Reimporting Existing Data (Visible Data Stores)

Under some circumstances you may wish to reimport a data store which you already have loaded in your current SeqMonk project. You might want to do this to apply one of the import modification options (removing duplicates, extending reads,filtering etc) to a data set which you didn't initially modify, or you might want to convert a data group into a dataset.

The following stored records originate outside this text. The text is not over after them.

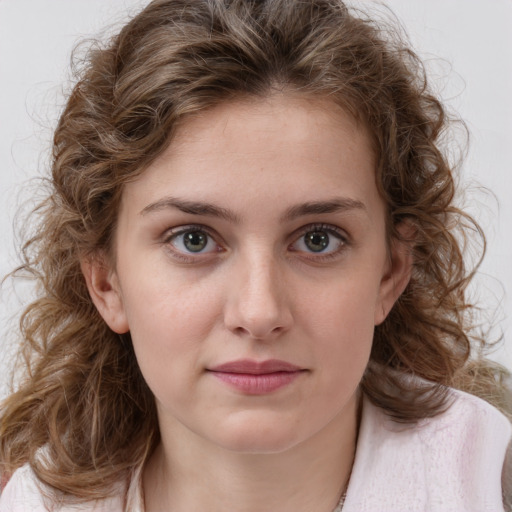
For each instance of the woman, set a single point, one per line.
(252, 285)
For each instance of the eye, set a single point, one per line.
(321, 240)
(191, 240)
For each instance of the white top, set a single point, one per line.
(450, 463)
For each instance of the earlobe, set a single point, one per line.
(105, 293)
(398, 273)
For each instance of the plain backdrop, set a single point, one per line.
(467, 47)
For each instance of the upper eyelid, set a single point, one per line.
(322, 227)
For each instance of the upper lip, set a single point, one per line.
(248, 366)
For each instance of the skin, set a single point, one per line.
(255, 291)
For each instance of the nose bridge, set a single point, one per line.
(258, 306)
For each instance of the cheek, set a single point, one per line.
(168, 325)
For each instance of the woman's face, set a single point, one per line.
(251, 269)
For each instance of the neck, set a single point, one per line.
(189, 473)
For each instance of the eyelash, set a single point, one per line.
(173, 233)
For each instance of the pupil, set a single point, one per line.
(317, 241)
(195, 241)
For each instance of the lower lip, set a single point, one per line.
(259, 384)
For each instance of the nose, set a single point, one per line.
(258, 306)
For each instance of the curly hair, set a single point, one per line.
(84, 417)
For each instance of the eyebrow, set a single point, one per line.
(192, 207)
(318, 207)
(210, 210)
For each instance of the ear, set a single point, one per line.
(103, 286)
(398, 271)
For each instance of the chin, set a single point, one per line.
(258, 436)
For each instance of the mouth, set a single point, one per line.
(257, 377)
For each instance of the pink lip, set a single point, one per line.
(256, 378)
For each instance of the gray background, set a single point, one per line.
(467, 47)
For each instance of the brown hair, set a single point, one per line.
(84, 416)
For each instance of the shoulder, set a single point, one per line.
(453, 461)
(25, 493)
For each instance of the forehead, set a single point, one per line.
(282, 148)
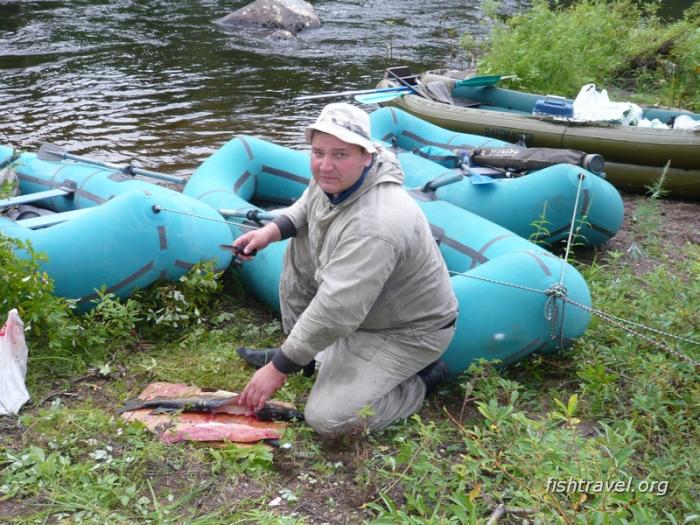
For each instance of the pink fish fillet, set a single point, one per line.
(215, 431)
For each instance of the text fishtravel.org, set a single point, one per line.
(569, 485)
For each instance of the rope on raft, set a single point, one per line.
(554, 292)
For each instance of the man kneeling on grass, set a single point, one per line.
(363, 281)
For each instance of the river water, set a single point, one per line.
(158, 84)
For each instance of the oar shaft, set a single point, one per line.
(128, 169)
(356, 92)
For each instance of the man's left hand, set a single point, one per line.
(261, 386)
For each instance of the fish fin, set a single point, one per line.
(132, 404)
(271, 413)
(166, 410)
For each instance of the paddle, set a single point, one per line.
(54, 153)
(478, 81)
(398, 89)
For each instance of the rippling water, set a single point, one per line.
(157, 83)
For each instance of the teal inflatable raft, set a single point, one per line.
(509, 290)
(109, 230)
(539, 204)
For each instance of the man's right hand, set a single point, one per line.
(256, 240)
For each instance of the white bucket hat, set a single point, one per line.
(345, 122)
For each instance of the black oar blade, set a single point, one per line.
(51, 152)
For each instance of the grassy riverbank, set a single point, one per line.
(613, 409)
(620, 45)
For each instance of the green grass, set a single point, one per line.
(620, 45)
(613, 408)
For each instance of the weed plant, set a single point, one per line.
(615, 44)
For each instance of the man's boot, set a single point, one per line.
(433, 375)
(260, 357)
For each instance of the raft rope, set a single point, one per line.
(556, 291)
(551, 312)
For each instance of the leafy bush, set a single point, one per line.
(614, 43)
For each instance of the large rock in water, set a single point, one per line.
(291, 15)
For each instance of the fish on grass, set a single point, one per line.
(215, 405)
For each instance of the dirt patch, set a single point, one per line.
(670, 223)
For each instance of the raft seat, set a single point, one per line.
(34, 197)
(50, 220)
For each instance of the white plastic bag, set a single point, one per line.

To reimport a data store simply make it visible in the chromsome view and then select File > Import Data > Visible Data Stores. You will see the standard options for single end data import, along with some re-import specific options. Once re-imported you will have a new data set for each visible data store and this new data will have those options applied. The new data set will have the same name as the original data store, but with "_reimport" appended to it.

Reimport Options

Options

Generally the options you have when re-importing are the same as you'd see when importing data from a traditional data source (BAM file etc). There are a few useful additional options though.

HiC data

If the data store you are re-importing is a HiC data store then you will have the option to either keep this as a HiC dataset, or convert it to a standard dataset (losing the HiC linkage information). If you keep the data as HiC you can opt to ignore reads with paired distances shorter than a cutoff you supply, and you can choose to completely remove any trans hits from the reimported data.

All data

You can choose to reverse all of your reads. This will change forward reads to reverse and vice versa. Reads with no strand information will not be changed. Please note that reversal of reads happens before the read is extended, so the extension will effectively happen at the 3' end of the original read if both of these options are selected.
You can filter the imported reads against an annotation track. You can choose to keep only reads which overlap a feature type, or exclude those which overlap a feature type.
You can filter the reads by length, so that only reads falling into the specified size range are kept
You can filter the reads based on their strand. Only reads with the select strands are kept.
You can downsample your data. To do this you provide a target sample size and the program randomly filters your data to try to achieve this. The program applies a fixed probability of being kept on every read it imports. This means that the final data size will not necessarily be exactly what you specified, but it should be very close.
You can choose to extend your reads. This is a standard import option, but the reimport filter lets you do one extra trick which is to specify a negative extension size. This can be useful if, for example you want to analyse only the start positions of all reads. The negative extension will never truncate past the start of a read so it's safe to enter a very high negative value if you just want the first base.